Thomas R. Dyer died peacefully in Seattle on January 21, 2026. He was 86 years old.
Born in Astoria, Oregon in 1939, Tom worked as a shipwright, machinist, rigger and painter on wooden and steel ships in his father’s shipyard while still a teenager. He would go on to spend his entire life designing, repairing, maintaining, fiddling with and enjoying boats of all kinds.
After a year at his beloved Astoria High, Tom graduated from the Choate School and then attended Stanford University, earning a BS in Mechanical Engineering; the Technical University in Delft, Holland as a Fulbright Scholar; and the Massachusetts Institute of Technology, receiving an MS in Naval Architecture and Marine Engineering. He then served four years in the Navy as an Officer-Instructor at the U.S. Naval Academy in Annapolis, where he taught marine engineering and ship stability and managed the design of a 380-foot ship model towing tank.
After Annapolis, Tom and his wife Susan Moran Dyer settled in Seattle, where they raised their three children, Kate, Joe and Ben. Tom was an active and enthusiastic member of the Seattle maritime community for over fifty years, serving as New Construction Manager at Marco Shipyard, General Manager of Foss Shipyard, President of Union Bay Shipbuilding, and as a consulting engineer and expert witness at Headway Marine. Tom was a founding member of the Seattle Marine Business Coalition (SMBC) and served on both the Port of Seattle Waterfront Development Panel and the Seattle City Planning Commission. He was a member of many maritime organizations, including the Society of Naval Architects and Marine Engineers; the Columbia River Maritime Museum; the Youth Maritime Training Association Advisory Board; and the Center for Wooden Boats.

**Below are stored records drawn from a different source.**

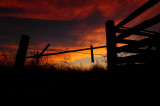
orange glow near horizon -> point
(69, 11)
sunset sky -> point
(65, 24)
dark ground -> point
(133, 86)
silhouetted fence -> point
(145, 54)
(146, 51)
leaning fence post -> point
(22, 51)
(111, 45)
(92, 56)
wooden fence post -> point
(111, 45)
(21, 53)
(92, 56)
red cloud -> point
(68, 9)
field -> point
(133, 86)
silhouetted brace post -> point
(22, 51)
(111, 45)
(92, 56)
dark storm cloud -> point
(11, 10)
(59, 33)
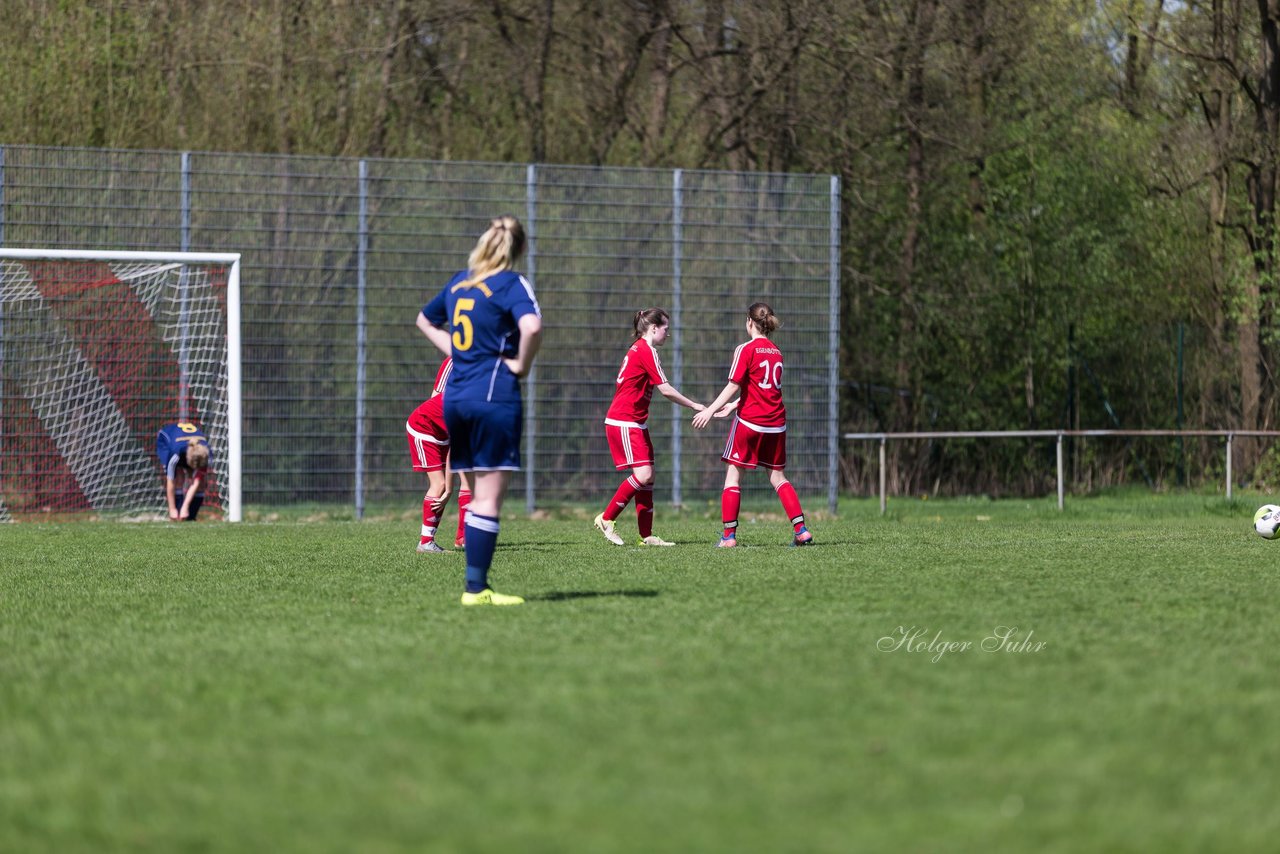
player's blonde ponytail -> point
(497, 250)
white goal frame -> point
(232, 260)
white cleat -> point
(606, 526)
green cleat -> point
(606, 526)
(489, 597)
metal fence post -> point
(833, 350)
(183, 290)
(531, 383)
(361, 332)
(1229, 437)
(676, 322)
(1060, 480)
(882, 475)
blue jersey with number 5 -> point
(483, 323)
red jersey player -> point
(626, 425)
(758, 435)
(429, 452)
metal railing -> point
(1059, 435)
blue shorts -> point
(484, 437)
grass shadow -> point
(563, 596)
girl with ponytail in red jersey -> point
(627, 430)
(758, 435)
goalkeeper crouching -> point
(183, 451)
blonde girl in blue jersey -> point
(488, 320)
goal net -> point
(97, 352)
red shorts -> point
(428, 438)
(630, 446)
(750, 448)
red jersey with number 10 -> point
(758, 371)
(640, 371)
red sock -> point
(432, 510)
(791, 505)
(464, 499)
(730, 501)
(644, 511)
(621, 498)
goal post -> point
(97, 351)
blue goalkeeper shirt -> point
(172, 443)
(483, 322)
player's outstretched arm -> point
(670, 392)
(435, 334)
(530, 341)
(704, 418)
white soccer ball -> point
(1266, 521)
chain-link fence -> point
(339, 255)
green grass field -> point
(315, 686)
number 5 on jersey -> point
(462, 329)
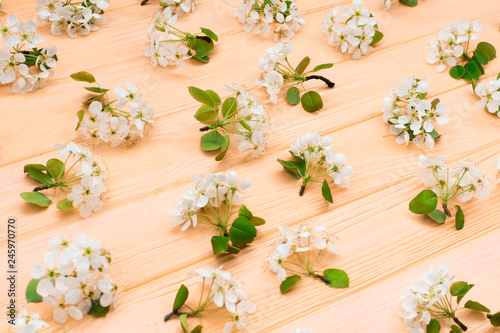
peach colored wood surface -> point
(383, 246)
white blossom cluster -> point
(252, 138)
(226, 291)
(423, 294)
(78, 18)
(490, 96)
(73, 275)
(283, 15)
(292, 241)
(352, 35)
(317, 149)
(449, 44)
(16, 63)
(181, 7)
(271, 78)
(465, 177)
(411, 117)
(161, 48)
(29, 323)
(123, 123)
(212, 192)
(90, 191)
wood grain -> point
(382, 245)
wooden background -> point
(383, 246)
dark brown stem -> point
(329, 83)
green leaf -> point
(293, 95)
(323, 66)
(459, 288)
(488, 48)
(80, 115)
(55, 168)
(212, 141)
(210, 34)
(31, 294)
(434, 326)
(39, 167)
(242, 231)
(338, 278)
(411, 3)
(459, 218)
(476, 306)
(229, 107)
(289, 283)
(40, 176)
(457, 72)
(327, 193)
(37, 198)
(424, 203)
(96, 90)
(180, 298)
(438, 216)
(83, 76)
(311, 101)
(64, 204)
(495, 319)
(97, 310)
(206, 114)
(215, 97)
(471, 71)
(377, 37)
(201, 96)
(224, 148)
(219, 244)
(301, 67)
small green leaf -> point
(488, 48)
(289, 283)
(31, 294)
(83, 76)
(210, 34)
(219, 244)
(206, 114)
(476, 306)
(301, 67)
(224, 148)
(180, 298)
(97, 310)
(327, 193)
(229, 107)
(424, 203)
(338, 278)
(457, 72)
(201, 96)
(36, 198)
(323, 66)
(434, 326)
(293, 95)
(459, 218)
(311, 101)
(242, 231)
(459, 288)
(212, 141)
(438, 216)
(64, 204)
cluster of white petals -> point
(282, 15)
(431, 288)
(449, 44)
(74, 18)
(411, 117)
(73, 276)
(16, 64)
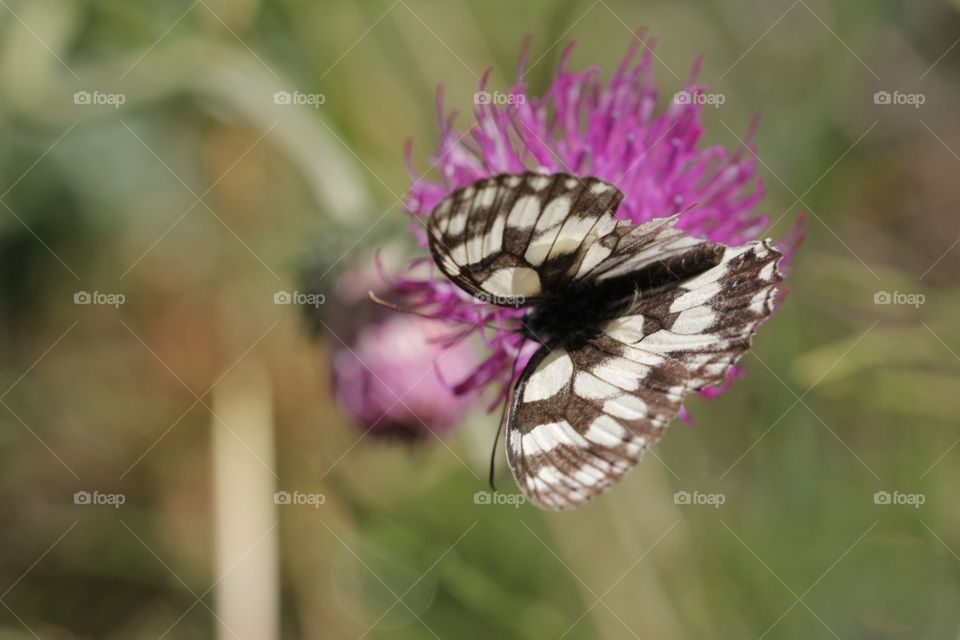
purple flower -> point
(393, 380)
(586, 127)
(392, 373)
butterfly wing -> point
(581, 418)
(508, 238)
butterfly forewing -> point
(510, 237)
(669, 314)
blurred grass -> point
(92, 195)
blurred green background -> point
(199, 197)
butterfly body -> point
(630, 319)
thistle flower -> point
(391, 374)
(585, 127)
(394, 379)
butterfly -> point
(629, 318)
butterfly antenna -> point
(389, 305)
(503, 418)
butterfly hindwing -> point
(581, 418)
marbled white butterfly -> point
(630, 319)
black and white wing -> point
(515, 235)
(581, 418)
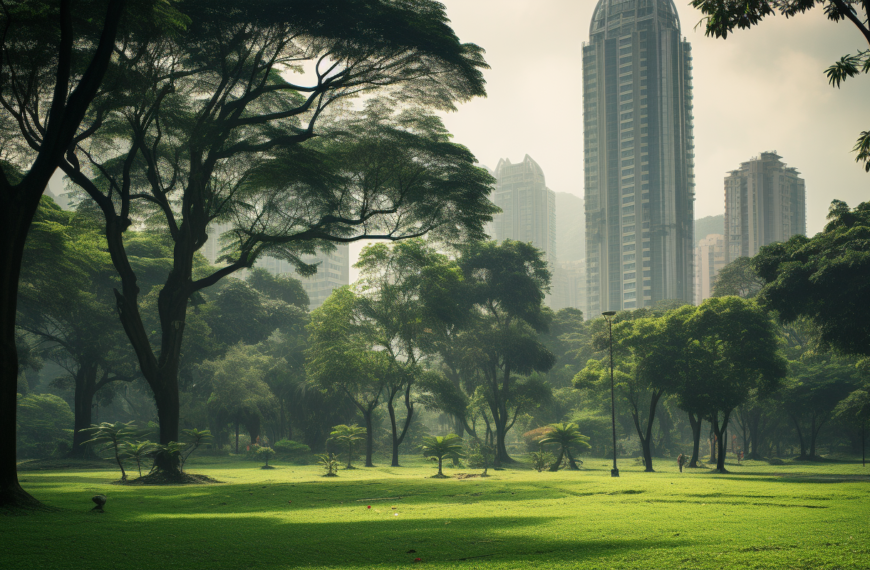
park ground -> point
(799, 515)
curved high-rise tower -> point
(639, 181)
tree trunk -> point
(83, 412)
(18, 204)
(395, 432)
(17, 209)
(646, 439)
(720, 432)
(369, 437)
(797, 426)
(696, 438)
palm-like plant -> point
(566, 436)
(167, 458)
(348, 436)
(137, 451)
(442, 446)
(329, 462)
(112, 437)
(195, 438)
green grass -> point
(793, 516)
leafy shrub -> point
(45, 424)
(542, 460)
(532, 437)
(330, 463)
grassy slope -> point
(795, 516)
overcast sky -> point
(761, 89)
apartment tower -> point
(765, 202)
(528, 207)
(639, 156)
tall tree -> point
(240, 394)
(722, 17)
(735, 350)
(65, 280)
(506, 284)
(737, 278)
(815, 386)
(390, 302)
(341, 358)
(823, 278)
(246, 154)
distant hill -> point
(707, 226)
(570, 227)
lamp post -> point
(609, 316)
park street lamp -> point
(609, 316)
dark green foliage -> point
(722, 17)
(824, 278)
(112, 437)
(281, 288)
(566, 436)
(441, 446)
(44, 425)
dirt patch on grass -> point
(64, 464)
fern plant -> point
(112, 437)
(330, 463)
(138, 452)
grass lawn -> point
(791, 516)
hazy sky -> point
(761, 89)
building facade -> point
(638, 156)
(765, 202)
(710, 258)
(333, 269)
(528, 207)
(568, 287)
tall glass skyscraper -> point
(639, 156)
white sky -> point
(761, 89)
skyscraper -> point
(639, 156)
(710, 258)
(333, 270)
(765, 202)
(528, 206)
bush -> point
(45, 424)
(532, 437)
(265, 454)
(541, 460)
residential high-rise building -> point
(333, 271)
(710, 257)
(528, 207)
(568, 287)
(639, 156)
(765, 202)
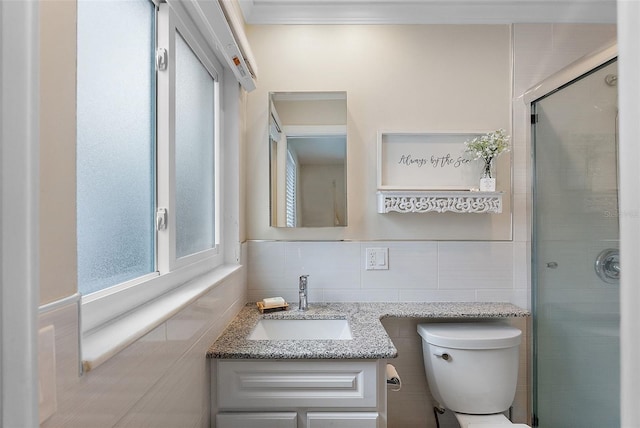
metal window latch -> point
(161, 59)
(161, 219)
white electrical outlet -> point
(47, 372)
(377, 259)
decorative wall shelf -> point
(429, 172)
(423, 201)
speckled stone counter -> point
(370, 340)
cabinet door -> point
(289, 384)
(257, 420)
(342, 419)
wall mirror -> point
(308, 159)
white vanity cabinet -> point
(299, 393)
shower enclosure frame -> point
(548, 86)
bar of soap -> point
(273, 301)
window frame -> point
(101, 307)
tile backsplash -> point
(418, 271)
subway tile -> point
(437, 295)
(328, 264)
(360, 295)
(475, 265)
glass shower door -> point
(576, 311)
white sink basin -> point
(301, 329)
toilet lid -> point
(498, 426)
(471, 335)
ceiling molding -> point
(428, 11)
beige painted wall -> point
(58, 265)
(414, 78)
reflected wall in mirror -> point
(308, 159)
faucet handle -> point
(303, 281)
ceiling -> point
(427, 11)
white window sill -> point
(101, 344)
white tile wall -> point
(418, 271)
(160, 381)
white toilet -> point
(472, 370)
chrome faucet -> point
(303, 305)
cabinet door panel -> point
(257, 420)
(342, 420)
(291, 384)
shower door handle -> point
(607, 265)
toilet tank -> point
(471, 367)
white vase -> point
(487, 184)
(488, 181)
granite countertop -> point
(370, 339)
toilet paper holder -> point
(393, 378)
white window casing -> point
(115, 317)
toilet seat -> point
(497, 420)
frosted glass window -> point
(115, 142)
(195, 139)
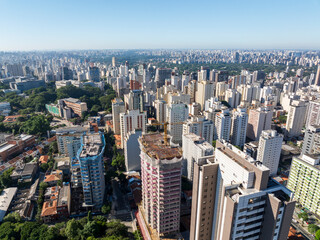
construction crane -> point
(165, 127)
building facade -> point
(259, 120)
(304, 180)
(161, 184)
(92, 168)
(239, 127)
(269, 150)
(193, 148)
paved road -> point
(302, 230)
(297, 225)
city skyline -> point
(80, 25)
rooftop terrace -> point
(155, 147)
(92, 144)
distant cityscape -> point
(160, 144)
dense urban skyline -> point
(60, 25)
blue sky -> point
(104, 24)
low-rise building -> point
(57, 205)
(304, 180)
(5, 108)
(15, 145)
(53, 178)
(5, 199)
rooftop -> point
(92, 144)
(70, 130)
(73, 100)
(5, 200)
(155, 147)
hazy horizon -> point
(99, 25)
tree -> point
(312, 228)
(72, 229)
(303, 216)
(95, 109)
(89, 216)
(37, 124)
(43, 186)
(106, 209)
(27, 229)
(282, 119)
(317, 235)
(13, 217)
(44, 167)
(118, 162)
(53, 148)
(5, 179)
(8, 231)
(137, 235)
(91, 229)
(115, 228)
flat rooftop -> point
(155, 147)
(5, 200)
(92, 144)
(70, 130)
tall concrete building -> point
(233, 198)
(304, 180)
(192, 89)
(162, 74)
(259, 120)
(296, 118)
(313, 115)
(94, 74)
(132, 151)
(239, 127)
(117, 108)
(317, 79)
(311, 142)
(221, 89)
(132, 120)
(134, 100)
(232, 97)
(14, 70)
(161, 185)
(193, 148)
(223, 125)
(269, 150)
(177, 114)
(92, 168)
(160, 108)
(200, 126)
(69, 140)
(204, 92)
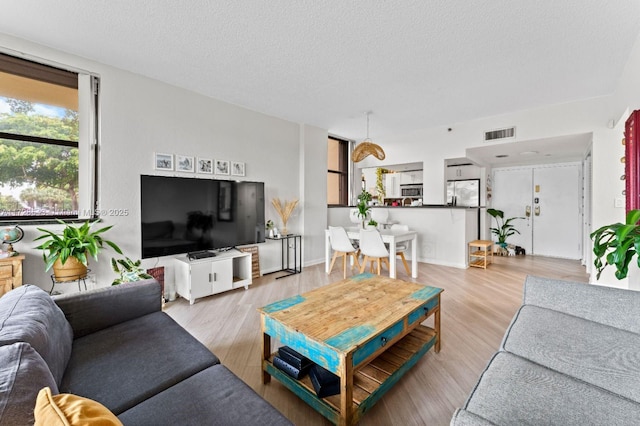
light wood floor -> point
(477, 307)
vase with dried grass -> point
(284, 210)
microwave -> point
(412, 190)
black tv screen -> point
(182, 215)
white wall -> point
(140, 116)
(313, 186)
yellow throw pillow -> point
(70, 410)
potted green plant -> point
(363, 205)
(504, 229)
(128, 270)
(616, 244)
(67, 252)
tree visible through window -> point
(39, 134)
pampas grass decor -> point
(284, 210)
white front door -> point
(512, 189)
(549, 200)
(557, 218)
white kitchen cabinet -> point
(204, 277)
(462, 172)
(411, 178)
(392, 185)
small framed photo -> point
(184, 163)
(163, 161)
(237, 169)
(205, 165)
(222, 167)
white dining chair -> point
(380, 215)
(402, 247)
(373, 249)
(341, 246)
(353, 217)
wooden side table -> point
(10, 273)
(480, 253)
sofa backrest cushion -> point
(104, 307)
(23, 373)
(28, 314)
(605, 305)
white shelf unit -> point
(212, 275)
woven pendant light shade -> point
(365, 149)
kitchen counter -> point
(424, 206)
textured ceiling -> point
(413, 63)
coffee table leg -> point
(266, 353)
(346, 390)
(436, 325)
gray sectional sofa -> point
(115, 345)
(571, 356)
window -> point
(44, 156)
(338, 172)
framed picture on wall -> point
(163, 161)
(222, 167)
(184, 163)
(237, 169)
(205, 165)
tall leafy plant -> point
(504, 229)
(616, 244)
(363, 205)
(74, 241)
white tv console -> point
(203, 277)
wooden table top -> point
(347, 313)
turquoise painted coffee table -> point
(365, 329)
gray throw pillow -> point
(23, 373)
(28, 314)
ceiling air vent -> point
(507, 133)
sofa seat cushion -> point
(598, 354)
(214, 396)
(513, 390)
(121, 366)
(28, 314)
(23, 373)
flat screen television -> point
(182, 215)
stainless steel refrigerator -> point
(463, 192)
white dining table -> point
(390, 236)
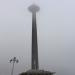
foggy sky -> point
(56, 35)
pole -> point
(12, 68)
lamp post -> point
(13, 60)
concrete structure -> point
(33, 9)
(34, 64)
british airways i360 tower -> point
(34, 58)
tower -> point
(34, 64)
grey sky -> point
(56, 38)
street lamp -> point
(13, 60)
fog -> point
(56, 35)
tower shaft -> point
(34, 43)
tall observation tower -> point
(33, 9)
(34, 61)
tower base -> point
(37, 72)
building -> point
(34, 64)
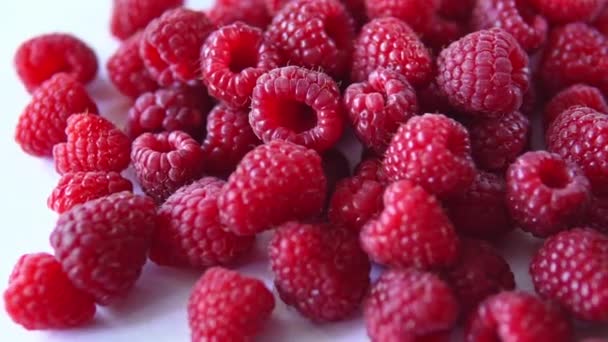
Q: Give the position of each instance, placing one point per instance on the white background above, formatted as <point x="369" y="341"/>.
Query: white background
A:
<point x="155" y="310"/>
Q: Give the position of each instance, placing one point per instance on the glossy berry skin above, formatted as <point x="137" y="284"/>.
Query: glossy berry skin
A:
<point x="320" y="270"/>
<point x="80" y="187"/>
<point x="411" y="231"/>
<point x="41" y="57"/>
<point x="484" y="74"/>
<point x="572" y="269"/>
<point x="171" y="44"/>
<point x="232" y="59"/>
<point x="409" y="305"/>
<point x="40" y="296"/>
<point x="227" y="306"/>
<point x="378" y="106"/>
<point x="518" y="316"/>
<point x="43" y="121"/>
<point x="297" y="105"/>
<point x="103" y="244"/>
<point x="433" y="151"/>
<point x="267" y="188"/>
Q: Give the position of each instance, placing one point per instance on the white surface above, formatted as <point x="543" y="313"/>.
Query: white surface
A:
<point x="155" y="310"/>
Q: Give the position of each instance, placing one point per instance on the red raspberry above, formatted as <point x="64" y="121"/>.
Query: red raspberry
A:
<point x="484" y="74"/>
<point x="80" y="187"/>
<point x="378" y="106"/>
<point x="42" y="123"/>
<point x="166" y="161"/>
<point x="575" y="53"/>
<point x="171" y="45"/>
<point x="40" y="295"/>
<point x="319" y="270"/>
<point x="41" y="57"/>
<point x="130" y="16"/>
<point x="392" y="44"/>
<point x="412" y="230"/>
<point x="297" y="105"/>
<point x="518" y="316"/>
<point x="572" y="269"/>
<point x="408" y="305"/>
<point x="127" y="71"/>
<point x="433" y="151"/>
<point x="226" y="306"/>
<point x="103" y="244"/>
<point x="189" y="232"/>
<point x="232" y="59"/>
<point x="314" y="34"/>
<point x="93" y="144"/>
<point x="268" y="188"/>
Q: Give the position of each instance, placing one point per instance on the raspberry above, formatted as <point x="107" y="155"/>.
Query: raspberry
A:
<point x="575" y="53"/>
<point x="433" y="151"/>
<point x="572" y="269"/>
<point x="409" y="305"/>
<point x="518" y="316"/>
<point x="41" y="57"/>
<point x="378" y="106"/>
<point x="229" y="138"/>
<point x="171" y="45"/>
<point x="319" y="270"/>
<point x="314" y="34"/>
<point x="93" y="144"/>
<point x="268" y="188"/>
<point x="127" y="71"/>
<point x="130" y="16"/>
<point x="496" y="142"/>
<point x="189" y="233"/>
<point x="164" y="162"/>
<point x="40" y="295"/>
<point x="80" y="187"/>
<point x="103" y="244"/>
<point x="412" y="230"/>
<point x="42" y="123"/>
<point x="226" y="306"/>
<point x="481" y="210"/>
<point x="392" y="44"/>
<point x="233" y="58"/>
<point x="297" y="105"/>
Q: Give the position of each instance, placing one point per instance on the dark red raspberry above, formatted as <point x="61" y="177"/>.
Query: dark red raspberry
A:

In 1987, after an amicable split from Susan, Tom married Lise Kenworthy, a fellow member of the SMBC Board. After Lise’s death in 2013, he had the great good fortune to reconnect with (and later marry) Sallie Reynolds, an engineering and sales manager with whom he had worked at Foss Shipyard. Tom and Sallie enjoyed over a decade of wonderful years together, often keeping track of local boats from the deck at their Shilshole home.
Tom was predeceased by Lise, and by his son Joe in 2016. He is survived by Sallie; his children Kate Dyer and her wife Ellen Fey of San Francisco and Ben Dyer and his wife Heather Healy Dyer, of Seaview, Washington; his stepson Samuel Adatto and his wife Roberta Giubilini of Seattle; his grandson Ben Dyer, a student at Northeastern University in Boston; and many longstanding and devoted friends who will miss his ready laugh, his easy friendship and his long and winding – but always interesting – stories.
Tom always said he wanted to end his days as “an old fart on the waterfront.” Well, congratulations Tom, Dad, Grandpa – you made it.
Donations to the Columbia River Maritime Museum, in honor of Tom, would be most welcome.